Moon rises above rivals in South Korea election
Former chief of opposition party wins decisive lead in first primary
KOICHI KATO, Nikkei staff writer
SEOUL -- South Korea's leading opposition Democratic Party of Korea has officially begun choosing its nominee for the presidential election on May 9, with former leader Moon Jae-in winning the first primary in a landslide on Monday.
Moon won 60.2% of the votes in Gwangju and Jeolla provinces. South Chungcheong Gov. Ahn Hee-jung came in second at 20%, followed by Seongnam Mayor Lee Jae-myung at 19.4%.

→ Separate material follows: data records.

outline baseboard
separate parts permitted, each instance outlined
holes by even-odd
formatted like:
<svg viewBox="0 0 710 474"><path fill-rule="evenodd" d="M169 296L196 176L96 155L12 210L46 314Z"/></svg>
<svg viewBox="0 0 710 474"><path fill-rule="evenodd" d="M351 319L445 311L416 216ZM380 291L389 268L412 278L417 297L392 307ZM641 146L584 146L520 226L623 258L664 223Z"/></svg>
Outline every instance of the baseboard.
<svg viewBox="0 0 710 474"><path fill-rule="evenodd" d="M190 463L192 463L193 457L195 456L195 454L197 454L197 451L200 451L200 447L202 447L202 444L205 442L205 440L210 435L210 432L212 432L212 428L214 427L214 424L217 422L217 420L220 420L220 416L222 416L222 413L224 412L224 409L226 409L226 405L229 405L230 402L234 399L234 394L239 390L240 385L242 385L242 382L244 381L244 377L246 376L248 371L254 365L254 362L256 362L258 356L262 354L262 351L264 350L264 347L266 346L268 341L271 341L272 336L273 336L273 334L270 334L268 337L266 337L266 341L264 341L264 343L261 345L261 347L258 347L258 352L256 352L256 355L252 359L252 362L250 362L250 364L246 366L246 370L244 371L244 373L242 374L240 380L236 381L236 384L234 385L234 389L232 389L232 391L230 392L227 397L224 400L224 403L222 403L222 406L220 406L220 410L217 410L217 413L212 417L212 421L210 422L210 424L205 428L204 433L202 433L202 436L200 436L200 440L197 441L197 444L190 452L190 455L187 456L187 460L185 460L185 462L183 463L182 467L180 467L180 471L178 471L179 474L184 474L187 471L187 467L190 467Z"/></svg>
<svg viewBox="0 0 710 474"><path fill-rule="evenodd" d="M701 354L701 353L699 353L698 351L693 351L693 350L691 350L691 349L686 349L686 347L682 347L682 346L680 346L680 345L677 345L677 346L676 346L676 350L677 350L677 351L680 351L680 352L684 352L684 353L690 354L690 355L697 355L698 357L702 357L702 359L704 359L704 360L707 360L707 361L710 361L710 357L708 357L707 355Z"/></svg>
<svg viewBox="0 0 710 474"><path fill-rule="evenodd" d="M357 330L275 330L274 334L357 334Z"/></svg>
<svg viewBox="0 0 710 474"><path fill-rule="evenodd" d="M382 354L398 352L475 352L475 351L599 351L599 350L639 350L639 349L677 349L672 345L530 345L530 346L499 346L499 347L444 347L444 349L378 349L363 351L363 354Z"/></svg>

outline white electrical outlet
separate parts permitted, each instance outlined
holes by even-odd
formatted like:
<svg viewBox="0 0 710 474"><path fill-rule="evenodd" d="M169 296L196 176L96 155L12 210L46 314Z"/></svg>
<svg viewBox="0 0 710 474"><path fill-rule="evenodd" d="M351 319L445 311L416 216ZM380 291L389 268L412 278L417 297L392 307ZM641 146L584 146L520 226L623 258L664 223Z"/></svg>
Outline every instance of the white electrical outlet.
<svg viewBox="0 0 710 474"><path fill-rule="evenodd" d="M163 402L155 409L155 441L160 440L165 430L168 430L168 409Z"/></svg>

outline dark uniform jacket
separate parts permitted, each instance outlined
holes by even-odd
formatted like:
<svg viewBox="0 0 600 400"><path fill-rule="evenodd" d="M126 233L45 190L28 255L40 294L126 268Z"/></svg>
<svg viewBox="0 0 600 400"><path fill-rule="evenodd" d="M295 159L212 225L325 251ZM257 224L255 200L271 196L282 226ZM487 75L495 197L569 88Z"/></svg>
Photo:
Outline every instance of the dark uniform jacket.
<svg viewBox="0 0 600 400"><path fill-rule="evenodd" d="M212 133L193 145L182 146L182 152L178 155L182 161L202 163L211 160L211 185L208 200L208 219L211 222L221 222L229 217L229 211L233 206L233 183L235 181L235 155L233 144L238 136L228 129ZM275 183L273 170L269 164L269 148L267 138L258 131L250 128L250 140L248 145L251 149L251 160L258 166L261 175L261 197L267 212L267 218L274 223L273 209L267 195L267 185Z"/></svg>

The winning candidate must have at least half the valid votes, which will be cast by a total of 2.14 million party members and non-party members in several primaries. If no candidate has majority support by the end of the process next Monday, the top two will compete in a runoff on April 8.
As a native of Gyeongsang Province, Moon was thought to have a weak hold over Gwangju and Jeolla voters. The other Democratic Party candidates had hoped to keep Moon short of a majority in the southwestern region to boost their chances in the later primaries. But the former party chief has started off with an unexpectedly large lead.
Moon pledged to meet the expectations of the people in Gwangju and Jeolla provinces by turning his decisive victory in the first primary into a decisive change in government.
Among all parties' candidates, Moon leads the field with 31% support overall, according to a new poll by Gallup Korea. Ahn came in at 17% and Lee at 8%.